About eight years ago I went through radiation for lymphoma. During the treatments, I would share the waiting room with several others, all in our gowns, focused on our personal issues, waiting for chemo, or radiation. We never talked or engaged in any way.

A year or so later I was in the produce section of a grocery store and there was a woman from that waiting area. We made eye contact and immediately burst into tears. Spontaneous crying and hugging over apples. We’d both thought the same thing. ‘She’s alive!’

Over the years, oddly enough, I’ve run into her a couple more times. Both at that grocery store. I haven’t seen her in about two years now.

Some of you know that I spent some time this past March and April in the hospital for internal bleeding. Found out that there’s a tiny spot of a weird type of lymphoma at the base of my esophagus. Sounds worse than it is. Anyway, I find out in a week if I have to do radiation again. If so, it’s not a big deal. Low-dose, localized, etc. I might have problems swallowing and nausea, but nothing I haven’t gone through before. And if I do, this time it won’t involve my brain so I won’t struggle through two years of radiation fallout waiting for the brain chemistry to sort itself out and terrified I’ll never write again.

So here’s the point of this personal non-writing blog post. Today I went to the grocery store. And guess what? There she was. Still alive. Doing great.

Isn’t that  weird? I think that every time I run into her. I mean, I have to drive to the city, and of all the days and times and people, we just happen to periodically be in the same place at the same time. Coincidence today? I think not.

Some might see that as a bad omen.

I see it as the opposite.


When Music Returns

This compulsion called writing is a strange thing. The last few months working on book three has been very difficult. I was beginning to think the story had escaped me, had moved on to someone who might be able to tell it better. But I’ve been doing this long enough now to recognize that fear.

It’s not writer’s block because if I do sit down to write, the words are there; I just can’t put fingers to pen or keyboard. Maybe it’s a lack of trust in the story and the characters. Maybe it’s a lack of trust in myself. I’ve only had this problem the last six years, which makes me wonder if sometimes my brain goes back to its radiation days, moving away from the creativity. Because this feels like a weight. I wouldn’t call that weight sadness but I suppose it could be that. It’s a sense of just not having the energy to start, exhaustion.
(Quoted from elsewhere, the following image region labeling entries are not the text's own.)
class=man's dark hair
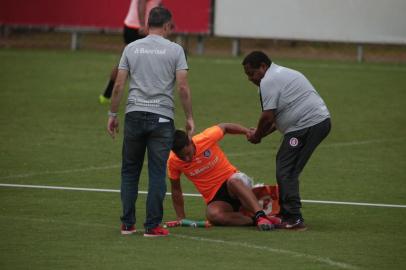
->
[242,51,272,69]
[148,7,172,27]
[172,129,190,154]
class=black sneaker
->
[275,218,307,231]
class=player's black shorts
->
[207,181,241,212]
[123,25,145,44]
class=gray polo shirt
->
[118,35,188,119]
[259,63,330,134]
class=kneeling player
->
[168,123,273,230]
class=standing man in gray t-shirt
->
[242,51,331,230]
[107,7,195,236]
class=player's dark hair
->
[148,7,172,27]
[242,51,272,69]
[172,129,190,154]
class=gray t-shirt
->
[118,35,188,119]
[259,63,330,134]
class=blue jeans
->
[121,112,175,229]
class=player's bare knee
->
[207,209,226,225]
[228,172,254,188]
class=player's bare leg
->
[206,201,253,226]
[227,177,274,231]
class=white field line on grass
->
[0,215,359,270]
[171,234,359,269]
[0,183,406,208]
[0,137,406,180]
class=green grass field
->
[0,49,406,270]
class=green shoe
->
[99,95,110,105]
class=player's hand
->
[247,128,261,144]
[185,118,195,139]
[107,116,118,139]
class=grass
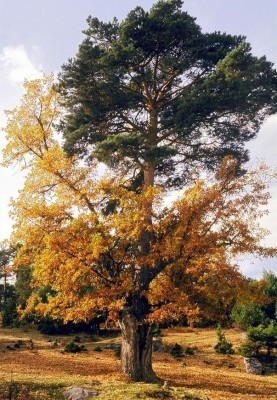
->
[0,328,277,400]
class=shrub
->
[239,321,277,357]
[231,303,266,329]
[214,325,234,354]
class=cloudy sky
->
[0,0,277,277]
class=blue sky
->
[0,0,277,276]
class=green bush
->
[231,303,267,329]
[214,325,234,354]
[239,321,277,357]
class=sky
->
[0,0,277,278]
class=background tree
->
[2,0,277,381]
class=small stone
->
[244,357,263,375]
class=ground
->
[0,328,277,400]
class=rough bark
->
[120,309,160,382]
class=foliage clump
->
[239,321,277,357]
[214,325,234,354]
[231,303,266,329]
[64,339,87,353]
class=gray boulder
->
[244,357,263,375]
[63,386,99,400]
[152,338,165,353]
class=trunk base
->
[120,309,161,383]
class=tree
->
[2,0,276,381]
[4,77,276,380]
[261,271,277,319]
[55,0,277,380]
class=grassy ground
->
[0,328,277,400]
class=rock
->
[63,386,99,400]
[152,338,165,353]
[244,357,263,375]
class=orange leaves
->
[4,77,276,320]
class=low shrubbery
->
[214,325,234,354]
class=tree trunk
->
[120,309,160,383]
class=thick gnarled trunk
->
[120,309,159,382]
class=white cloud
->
[0,45,43,240]
[0,45,42,84]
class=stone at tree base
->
[63,386,99,400]
[152,338,165,353]
[244,357,263,375]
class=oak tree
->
[2,0,277,381]
[4,77,275,381]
I’ve learned however, that if I just keep pretending, if I talk like I know what I’m talking about, if I go through the motions without actually working on the story, eventually that weight goes away.
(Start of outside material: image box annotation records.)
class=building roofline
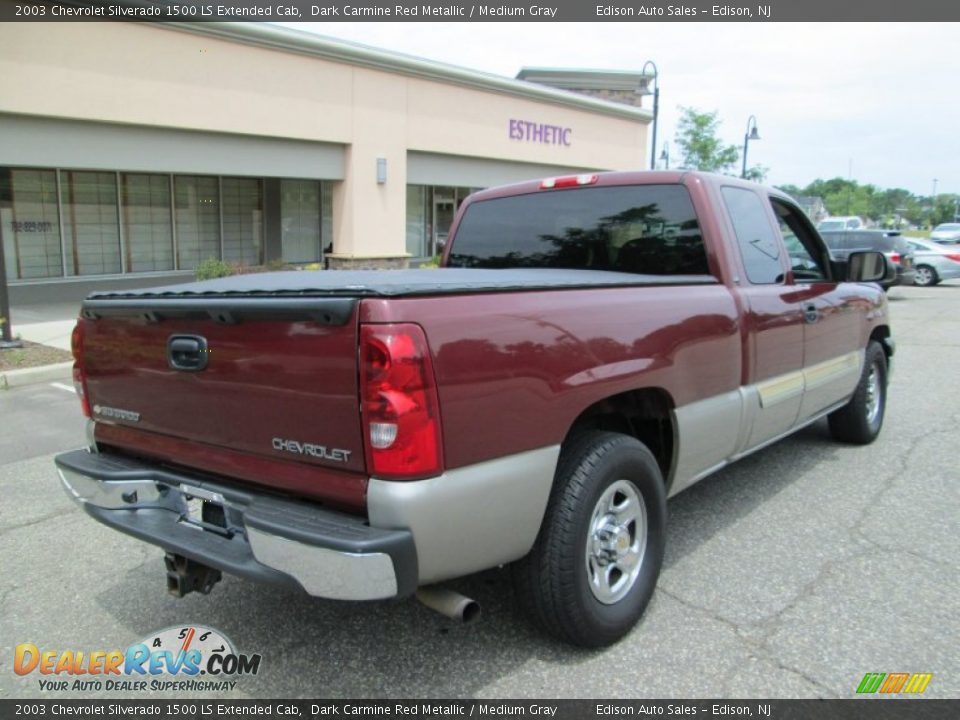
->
[163,22,653,123]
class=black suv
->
[820,230,916,290]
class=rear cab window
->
[447,185,710,275]
[720,186,830,285]
[720,186,786,285]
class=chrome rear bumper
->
[55,450,418,600]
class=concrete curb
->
[0,361,73,390]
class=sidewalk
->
[13,317,77,350]
[0,313,77,390]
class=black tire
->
[829,340,887,445]
[513,431,667,648]
[913,265,940,287]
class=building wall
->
[0,22,646,266]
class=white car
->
[930,223,960,243]
[817,215,867,230]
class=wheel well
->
[870,325,893,365]
[564,388,674,481]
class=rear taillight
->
[360,323,443,480]
[70,320,90,417]
[540,174,600,190]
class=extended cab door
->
[720,185,804,452]
[770,197,870,422]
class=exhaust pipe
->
[417,586,480,625]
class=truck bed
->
[85,268,717,307]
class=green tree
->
[675,107,740,174]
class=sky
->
[281,22,960,196]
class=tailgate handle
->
[167,335,210,372]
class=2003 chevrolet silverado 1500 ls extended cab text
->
[56,172,894,646]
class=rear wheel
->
[829,340,887,445]
[513,431,666,647]
[913,265,940,287]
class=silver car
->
[907,238,960,287]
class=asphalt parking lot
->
[0,283,960,698]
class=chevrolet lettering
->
[273,438,350,462]
[56,173,895,648]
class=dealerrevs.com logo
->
[13,625,261,692]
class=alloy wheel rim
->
[866,363,882,425]
[584,480,647,605]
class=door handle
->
[167,335,210,372]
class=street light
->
[638,60,660,170]
[740,115,760,178]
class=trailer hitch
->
[163,553,223,598]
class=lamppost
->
[639,60,660,170]
[740,115,760,178]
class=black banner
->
[0,698,960,720]
[0,0,960,23]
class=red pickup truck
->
[56,172,894,646]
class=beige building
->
[0,22,651,293]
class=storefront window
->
[0,169,63,280]
[407,185,475,258]
[121,173,173,272]
[222,178,263,265]
[407,185,430,257]
[60,170,122,275]
[280,180,320,263]
[173,175,220,270]
[320,182,333,254]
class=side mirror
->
[847,250,896,282]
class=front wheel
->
[513,431,666,647]
[829,340,887,445]
[913,265,940,287]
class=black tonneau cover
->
[85,268,717,307]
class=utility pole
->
[0,222,23,350]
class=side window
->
[720,187,784,285]
[770,200,830,282]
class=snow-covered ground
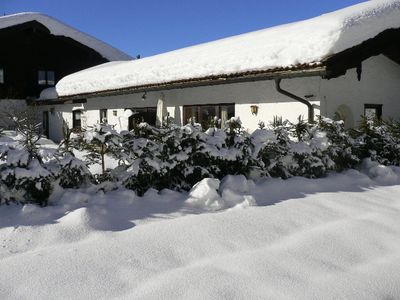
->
[0,163,400,299]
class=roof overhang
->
[37,63,326,105]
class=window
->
[38,70,56,86]
[100,109,107,123]
[42,111,49,138]
[72,110,82,130]
[364,104,382,120]
[183,103,235,129]
[128,107,157,130]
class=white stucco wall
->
[40,56,400,141]
[321,55,400,127]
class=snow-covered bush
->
[0,149,54,206]
[352,118,400,166]
[82,123,121,175]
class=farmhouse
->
[0,13,131,130]
[38,0,400,140]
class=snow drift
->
[0,170,400,299]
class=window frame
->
[72,109,83,131]
[99,108,108,123]
[364,103,383,121]
[0,68,5,84]
[182,102,235,129]
[37,69,56,86]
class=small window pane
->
[47,71,56,85]
[72,110,82,129]
[364,104,382,120]
[100,109,107,123]
[38,71,46,85]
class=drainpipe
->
[275,78,314,123]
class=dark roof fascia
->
[45,64,326,104]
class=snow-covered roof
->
[0,12,132,61]
[56,0,400,97]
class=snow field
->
[0,162,400,299]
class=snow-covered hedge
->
[0,118,400,205]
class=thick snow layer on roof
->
[57,0,400,96]
[0,12,132,61]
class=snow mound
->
[0,12,132,61]
[0,172,400,300]
[56,0,400,96]
[361,158,400,185]
[185,175,256,211]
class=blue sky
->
[0,0,364,57]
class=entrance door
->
[42,111,49,138]
[128,107,157,131]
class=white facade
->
[0,99,28,129]
[43,55,400,141]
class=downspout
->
[275,78,314,123]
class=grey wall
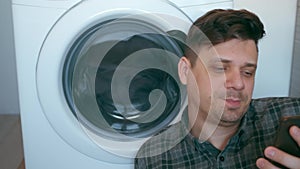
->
[290,0,300,97]
[233,0,297,98]
[0,0,19,114]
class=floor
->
[0,115,25,169]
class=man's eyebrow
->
[216,58,257,68]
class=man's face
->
[179,39,258,126]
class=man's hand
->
[256,126,300,169]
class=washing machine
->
[12,0,232,169]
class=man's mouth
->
[225,97,241,109]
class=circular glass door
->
[63,16,185,141]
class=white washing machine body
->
[13,0,232,169]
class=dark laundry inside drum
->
[95,33,183,137]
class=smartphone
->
[274,115,300,157]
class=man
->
[135,9,300,169]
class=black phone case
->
[274,116,300,157]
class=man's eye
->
[215,66,226,72]
[243,71,253,77]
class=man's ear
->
[178,56,191,85]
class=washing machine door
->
[36,0,191,163]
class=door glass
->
[63,18,185,140]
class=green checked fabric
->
[135,98,300,169]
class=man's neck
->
[191,118,239,150]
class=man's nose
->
[225,70,245,90]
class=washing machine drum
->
[63,20,185,140]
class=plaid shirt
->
[135,98,300,169]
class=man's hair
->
[185,9,265,65]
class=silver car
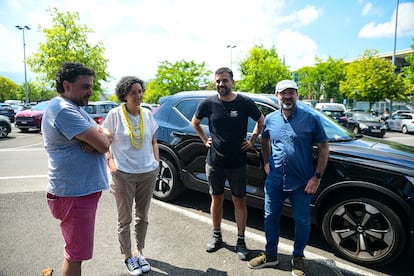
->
[385,112,414,134]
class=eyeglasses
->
[278,89,296,97]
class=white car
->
[385,113,414,134]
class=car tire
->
[0,124,9,138]
[322,195,406,266]
[153,155,184,201]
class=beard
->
[281,102,296,110]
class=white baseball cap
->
[276,80,298,93]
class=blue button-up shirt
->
[262,106,328,191]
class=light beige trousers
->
[111,168,159,256]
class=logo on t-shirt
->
[230,110,239,118]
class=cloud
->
[358,3,414,39]
[276,29,318,71]
[276,5,322,28]
[362,2,372,16]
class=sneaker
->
[247,253,279,269]
[236,240,249,261]
[135,255,151,273]
[206,236,223,252]
[125,257,142,276]
[291,256,305,276]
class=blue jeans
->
[264,177,312,257]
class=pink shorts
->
[46,192,101,261]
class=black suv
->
[154,91,414,266]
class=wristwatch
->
[313,172,322,179]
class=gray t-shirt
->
[42,97,109,196]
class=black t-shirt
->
[195,94,261,168]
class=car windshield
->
[82,105,97,114]
[31,101,49,111]
[352,113,378,121]
[297,102,355,142]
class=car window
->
[83,105,96,114]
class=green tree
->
[296,57,345,102]
[403,38,414,85]
[340,50,407,109]
[0,76,19,102]
[17,81,57,102]
[144,60,211,103]
[315,57,345,102]
[27,8,109,100]
[235,46,292,94]
[295,66,321,100]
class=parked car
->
[341,111,387,138]
[0,115,11,138]
[315,103,346,123]
[82,101,118,125]
[385,112,414,134]
[0,103,16,123]
[14,101,50,132]
[141,103,158,111]
[153,91,414,266]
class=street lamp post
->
[16,25,30,106]
[227,45,236,71]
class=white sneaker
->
[125,257,142,276]
[135,254,151,273]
I used to try and force the story during these time periods, but then learned the only thing that came from that was throwing away a lot of words. The story knows when you’re faking or trying too hard. And that will also show up in the writing. I can read a draft and point right to the spot when the weight descended and I started trying to force the words. The voice changes, everything becomes stilted, unfamiliar. I know now instead of forcing the story, I leave it, and just pretend to others I’m still working.

So this evening, finally, the weight went away and the words came back. Why? I have no idea other than that this time, I put music back on. The familiar tunes I used to write to. Before radiation I always wrote to specific music. It gave me that restless melancholy, that ache that’s needed to write. After radiation, when I was learning to be me again, music was a distraction and I needed silence to be able to hear the characters.
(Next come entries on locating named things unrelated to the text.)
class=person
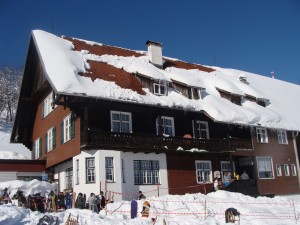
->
[75,192,85,209]
[223,172,230,187]
[99,191,106,211]
[138,191,146,200]
[214,178,219,191]
[88,193,98,213]
[240,171,249,180]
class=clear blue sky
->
[0,0,300,84]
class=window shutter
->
[70,113,75,139]
[52,127,56,149]
[38,138,42,157]
[60,121,64,144]
[45,133,48,153]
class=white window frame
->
[43,92,53,118]
[195,160,212,184]
[283,164,291,177]
[256,156,275,179]
[277,130,288,145]
[156,116,175,136]
[105,157,115,182]
[194,120,209,139]
[64,114,72,143]
[85,157,96,183]
[291,164,297,176]
[153,81,167,96]
[276,164,282,177]
[256,127,268,143]
[110,111,132,133]
[133,160,160,185]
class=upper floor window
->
[110,111,132,133]
[153,82,167,95]
[196,160,212,184]
[193,120,209,139]
[60,114,75,143]
[86,158,95,183]
[277,130,288,144]
[156,116,175,136]
[42,92,53,118]
[133,160,159,184]
[45,127,56,152]
[256,157,274,179]
[256,127,268,143]
[105,157,114,182]
[33,138,42,159]
[291,164,297,176]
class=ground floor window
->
[256,157,274,179]
[133,160,159,184]
[196,161,212,183]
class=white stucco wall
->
[73,150,168,201]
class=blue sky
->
[0,0,300,84]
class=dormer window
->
[153,82,167,95]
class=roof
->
[32,30,300,131]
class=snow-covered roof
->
[32,30,300,131]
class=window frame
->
[105,157,115,182]
[283,164,291,177]
[256,156,275,179]
[85,157,96,184]
[156,116,175,137]
[110,111,132,133]
[133,160,160,185]
[195,160,212,184]
[193,120,209,139]
[277,130,289,145]
[256,127,269,143]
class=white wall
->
[73,150,168,201]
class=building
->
[11,30,300,200]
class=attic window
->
[153,82,167,95]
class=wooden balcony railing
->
[81,130,252,152]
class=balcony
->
[81,130,253,153]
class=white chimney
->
[146,41,163,67]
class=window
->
[121,159,126,183]
[276,164,282,177]
[76,159,79,184]
[256,157,274,179]
[196,161,212,184]
[133,160,159,185]
[105,157,114,182]
[110,111,132,133]
[60,114,75,144]
[45,127,56,152]
[193,121,209,139]
[153,83,166,95]
[256,127,268,143]
[42,92,53,118]
[277,130,288,144]
[291,164,297,176]
[86,158,95,183]
[33,138,42,159]
[283,164,290,177]
[156,116,175,136]
[65,167,73,189]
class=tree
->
[0,66,23,123]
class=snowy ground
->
[0,180,300,225]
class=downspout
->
[292,131,300,188]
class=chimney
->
[146,40,163,67]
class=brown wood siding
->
[167,153,229,195]
[32,91,80,168]
[253,130,300,195]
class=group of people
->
[214,171,249,191]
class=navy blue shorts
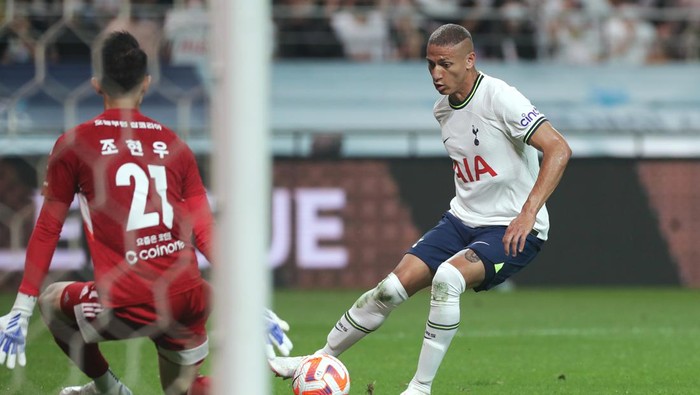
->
[406,212,544,291]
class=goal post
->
[210,0,272,395]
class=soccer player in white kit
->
[271,24,571,395]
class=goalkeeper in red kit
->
[0,32,291,395]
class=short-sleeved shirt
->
[433,73,549,240]
[43,109,206,307]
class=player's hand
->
[0,293,36,369]
[503,212,535,256]
[265,309,294,359]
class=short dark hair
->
[100,31,148,97]
[428,23,474,47]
Now I’m wondering if finally, finally, I’ve returned to who I was before lymphoma. Because tonight the music was there, the weight was gone, and the characters took me by the hand and showed me the story that’s been patiently waiting.

This may not be the final fix, the last cure. I’m sure that struggle will come back. Maybe it has nothing to do with the past few years. Maybe this weight is actually a waiting space I need to inhabit during each story, in order for it to grow. We’ll see. No matter how long one writes, the process is always evolving.

Or maybe it’s simply the return of music.